Various things can pose financial challenges for trucking companies. One is low demand for shipping.
Tepid demand is something the trucking industry has been facing this year. Lack of robust demand for shipping is thought to be one of the significant contributors to the drops in shipping prices that have been occurring. Lowered shipping prices can pose difficulties for trucking companies in connection to their bottom line.
One strategy that some trucking companies have been taking in response to these market conditions in hopes of bettering their overall financial position in the future is cutting down the size of their fleets. The thought is that the weak demand for shipping is creating an overcapacity problem, and that reducing this overcapacity might help drive shipping prices back up.
One wonders what effects this strategy will end up having, both on shipping prices and on the industry in general.
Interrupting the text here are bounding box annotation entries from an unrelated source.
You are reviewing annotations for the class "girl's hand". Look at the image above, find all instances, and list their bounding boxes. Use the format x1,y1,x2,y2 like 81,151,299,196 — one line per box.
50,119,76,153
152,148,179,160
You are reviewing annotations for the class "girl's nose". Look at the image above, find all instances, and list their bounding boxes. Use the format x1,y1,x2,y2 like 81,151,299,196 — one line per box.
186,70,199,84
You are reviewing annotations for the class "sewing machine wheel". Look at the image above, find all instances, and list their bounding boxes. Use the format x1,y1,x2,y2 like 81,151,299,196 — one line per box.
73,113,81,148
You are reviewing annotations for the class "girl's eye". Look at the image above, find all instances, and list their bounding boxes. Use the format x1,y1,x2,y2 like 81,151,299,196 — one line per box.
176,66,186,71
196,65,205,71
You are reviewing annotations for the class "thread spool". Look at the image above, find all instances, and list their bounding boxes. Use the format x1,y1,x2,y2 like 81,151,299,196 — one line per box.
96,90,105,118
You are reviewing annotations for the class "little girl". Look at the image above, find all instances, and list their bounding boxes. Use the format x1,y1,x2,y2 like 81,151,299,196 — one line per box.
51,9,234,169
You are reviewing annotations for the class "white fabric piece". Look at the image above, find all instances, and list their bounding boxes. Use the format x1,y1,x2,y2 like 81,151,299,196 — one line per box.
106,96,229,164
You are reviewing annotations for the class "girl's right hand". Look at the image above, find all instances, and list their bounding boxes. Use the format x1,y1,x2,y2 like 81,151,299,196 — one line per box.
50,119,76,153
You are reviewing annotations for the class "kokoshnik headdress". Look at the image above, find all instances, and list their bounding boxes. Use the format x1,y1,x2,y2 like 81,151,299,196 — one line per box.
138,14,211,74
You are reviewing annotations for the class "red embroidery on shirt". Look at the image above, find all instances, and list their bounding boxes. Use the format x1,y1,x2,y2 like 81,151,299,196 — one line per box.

Another thing that can cause great financial harm to a trucking company is their vehicles getting into accidents. Such crashes could tarnish a company’s reputation and potentially expose them to significant legal liability. These are among the many reasons why safety can be such a critical thing for trucking companies to focus on. How much in effort a trucking company puts into keeping their operations safe cannot only impact how likely their vehicles are to be involved in accidents but also what sort of legal situation the company would be in in the event that one of their vehicles did end up involved in a crash.
So, when responding to things like weak shipping demand, it can be important for a trucking company’s well-being for the company to not lose sight of the importance of safety issues.